= 1969 Huckleby Mercury Poisoning =

Mercury poisoning incident in New Mexico

The 1969 Huckleby Mercury Poisoning was an incident in which American farmer Ernest Huckleby unwittingly fed his livestock grain contaminated with mercury, resulting in his family's poisoning after the consumption of one such hog they cooked and ate for dinner. His 8-year-old daughter, Ernestine Huckleby, was impacted most severely, becoming blind and quadriplegic; her photograph was later featured in the 1971 National Geographic publication As We Live and Breathe: The Challenge of Our Environment.

==Consumption of Mercury-treated grain==
In 1969, Ernest Huckleby of Alamogordo, New Mexico, purchased grain from the Golden West Seed Company to feed his livestock. As part of his purchase, he was also given a portion of "waste" grain that included seeds treated with a mercuric fungicide. These seeds were dyed pink to indicate their toxicity, a warning to which Huckleby was not made privy.

The poisoning occurred after he served contaminated pork to his wife, who was 3 months pregnant, and his 8 children. Several of Huckleby's hogs had appeared to be ill, rousing suspicions that they were suffering from what farmers called the "blind staggers"; however, the hog Huckleby fed to his family appeared to be unaffected, leading him to believe it would be safe to eat.

Within 3 months, the children had developed "ataxia, agitation, visual impairment, and impaired consciousness." When born, baby Michael was severely neurologically impaired, blind, subject to convulsive seizures, and only minimally aware of his environment. Ernestine, 8 years old, became blind, unable to sit unsupported or to roll over, unable to hold objects, incontinent and unable to speak. Amos, 13 years old, became functionally blind, with sensory degradation and impaired coordination. Dorothy Jean Huckleby, 20 years old, suffered from tunnel vision, slurred speech, impaired coordination and numbness and tingling in her extremities. Mr. and Mrs. Huckleby were unaffected, which corresponds well with current medical findings that methylmercury is more dangerous to the developing nervous system of infants and children, but, for reasons the doctors did not understand, 4 of the Huckleby's 8 children—all of whom shared the meal—were unaffected.

Of the 4 children that were affected, Dorothy Jean and Amos were hospitalized in a rehabilitation center in Roswell, New Mexico for 18 months. When she had entered the facility, Dorothy had not been able to stand or use her arms or legs; she had no control over her bowels or bladder, and was unable to speak. After 18 months in the facility, she had regained most of her function, a recovery her doctors and the press lauded as "miraculous." Upon his own release, Amos was blind and in a wheelchair, his speech significantly impaired. Baby Michael was born blind, with profound physical and mental disabilities.

Ernestine was placed in Gerald Champion Memorial Hospital in Alamogordo, where she remained comatose for over a year.
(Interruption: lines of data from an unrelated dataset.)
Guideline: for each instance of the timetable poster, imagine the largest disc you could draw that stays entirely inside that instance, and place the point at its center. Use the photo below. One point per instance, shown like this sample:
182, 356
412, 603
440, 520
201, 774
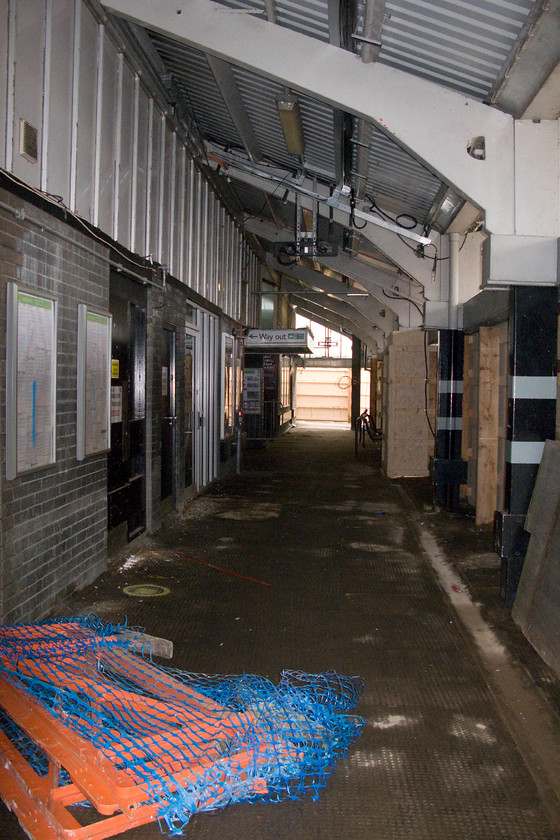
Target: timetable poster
97, 382
36, 381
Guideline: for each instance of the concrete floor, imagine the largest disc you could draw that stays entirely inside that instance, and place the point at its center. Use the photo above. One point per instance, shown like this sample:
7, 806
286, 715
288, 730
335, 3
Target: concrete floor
462, 739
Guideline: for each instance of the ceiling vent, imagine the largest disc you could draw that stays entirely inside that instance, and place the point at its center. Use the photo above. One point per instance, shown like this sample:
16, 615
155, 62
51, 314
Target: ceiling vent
28, 146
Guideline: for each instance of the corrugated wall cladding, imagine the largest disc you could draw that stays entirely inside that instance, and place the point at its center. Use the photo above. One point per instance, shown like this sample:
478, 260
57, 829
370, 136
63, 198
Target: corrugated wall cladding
311, 17
398, 180
107, 149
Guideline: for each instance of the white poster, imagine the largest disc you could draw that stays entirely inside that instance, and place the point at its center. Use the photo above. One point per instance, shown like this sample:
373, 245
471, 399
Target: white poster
36, 381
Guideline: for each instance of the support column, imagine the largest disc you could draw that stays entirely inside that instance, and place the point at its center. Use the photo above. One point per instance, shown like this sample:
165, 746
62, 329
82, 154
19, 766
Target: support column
449, 470
532, 386
356, 378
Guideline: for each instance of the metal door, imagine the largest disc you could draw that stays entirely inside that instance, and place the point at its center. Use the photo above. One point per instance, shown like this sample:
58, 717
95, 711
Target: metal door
191, 408
168, 414
126, 460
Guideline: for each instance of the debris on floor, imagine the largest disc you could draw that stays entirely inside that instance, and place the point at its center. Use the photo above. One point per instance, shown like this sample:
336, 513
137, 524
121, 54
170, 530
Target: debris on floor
86, 715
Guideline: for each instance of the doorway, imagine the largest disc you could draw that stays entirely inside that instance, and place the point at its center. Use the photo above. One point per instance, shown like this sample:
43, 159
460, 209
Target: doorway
191, 413
168, 414
126, 466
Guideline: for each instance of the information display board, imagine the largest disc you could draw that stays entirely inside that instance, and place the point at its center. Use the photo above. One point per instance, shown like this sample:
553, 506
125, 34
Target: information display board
31, 381
94, 383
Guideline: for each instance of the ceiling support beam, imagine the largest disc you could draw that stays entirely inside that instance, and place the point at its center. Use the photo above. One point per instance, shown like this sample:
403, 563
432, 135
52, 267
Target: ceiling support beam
378, 281
406, 108
373, 27
389, 244
367, 310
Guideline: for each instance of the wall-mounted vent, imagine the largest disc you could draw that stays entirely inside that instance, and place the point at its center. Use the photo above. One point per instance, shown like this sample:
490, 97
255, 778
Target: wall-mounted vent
28, 145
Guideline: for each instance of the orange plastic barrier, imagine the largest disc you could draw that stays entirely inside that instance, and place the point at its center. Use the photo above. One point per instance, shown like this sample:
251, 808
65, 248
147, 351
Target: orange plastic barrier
122, 799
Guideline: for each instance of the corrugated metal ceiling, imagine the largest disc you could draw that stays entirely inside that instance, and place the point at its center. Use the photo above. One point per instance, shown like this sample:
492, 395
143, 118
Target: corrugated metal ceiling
463, 46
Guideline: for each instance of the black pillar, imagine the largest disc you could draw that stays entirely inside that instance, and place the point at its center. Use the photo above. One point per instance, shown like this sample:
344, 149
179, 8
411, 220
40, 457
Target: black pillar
448, 469
532, 385
356, 378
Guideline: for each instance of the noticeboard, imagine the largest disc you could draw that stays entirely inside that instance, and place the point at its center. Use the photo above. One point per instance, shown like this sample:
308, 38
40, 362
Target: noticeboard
30, 381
When she emerged from the coma, she was blind and quadriplegic; it was reported that "She may never understand what has happened to her."

==Photograph==
Ernestine Huckleby, 8 years old, became "the face of methylmercury poisoning" in the early 1970s after her photograph was featured in the 1971 National Geographic publication As We Live and Breathe: the Challenge of Our Environment. The striking image of Ernestine, a wide-eyed little Black girl clutching a teddy bear, captured hearts across the nation. The photographer, James P. Blair, has said that "Of all the assignments I have had over the 35 years I was a staff photographer for the Society, this was one of the saddest."

==Campaign==
Dorothy Jean later sued the Federal government alleging the government was negligent in oversight of the warning label on the treated seed as the label was insufficient to apprise the Golden West Seed Company of the possibility of food-chain poisoning. She was unsuccessful. The judge expressed his regret that in following the law, he was not able to reach a finding in Dorothy Jean's favor. Most countries had restricted the use of organic mercurial fungicides in reaction to similar poisonings, but legal maneuvers stalled the de-registration of organo-mercurial fungicides in the United States, and it continued to be used as a seed treatment for some time. That use was still ongoing at least 10 years later as evidenced by the experience of a Yakima, Washington family whose home flock of chickens was contaminated through feeding of seed grain treated with a mercurial fungicide.

==Death of Ernestine==
Ernestine, who had been 8 years old when she was poisoned, suffered from quadriplegia, blindness, and severe mental retardation until her death at the age of 30. An autopsy conducted showed cortical atrophy, neuronal loss, and gliosis, most pronounced in the paracentral and parietooccipital regions. Massive amounts of inorganic mercury were discovered in her brain, a fact which led researchers to conclude, "Since inorganic mercury crosses the blood-brain barrier poorly, biotransformation of methyl to inorganic mercury may have occurred after methylmercury crossed the blood-brain barrier, accounting for its persistence in brain and causing part of the brain damage."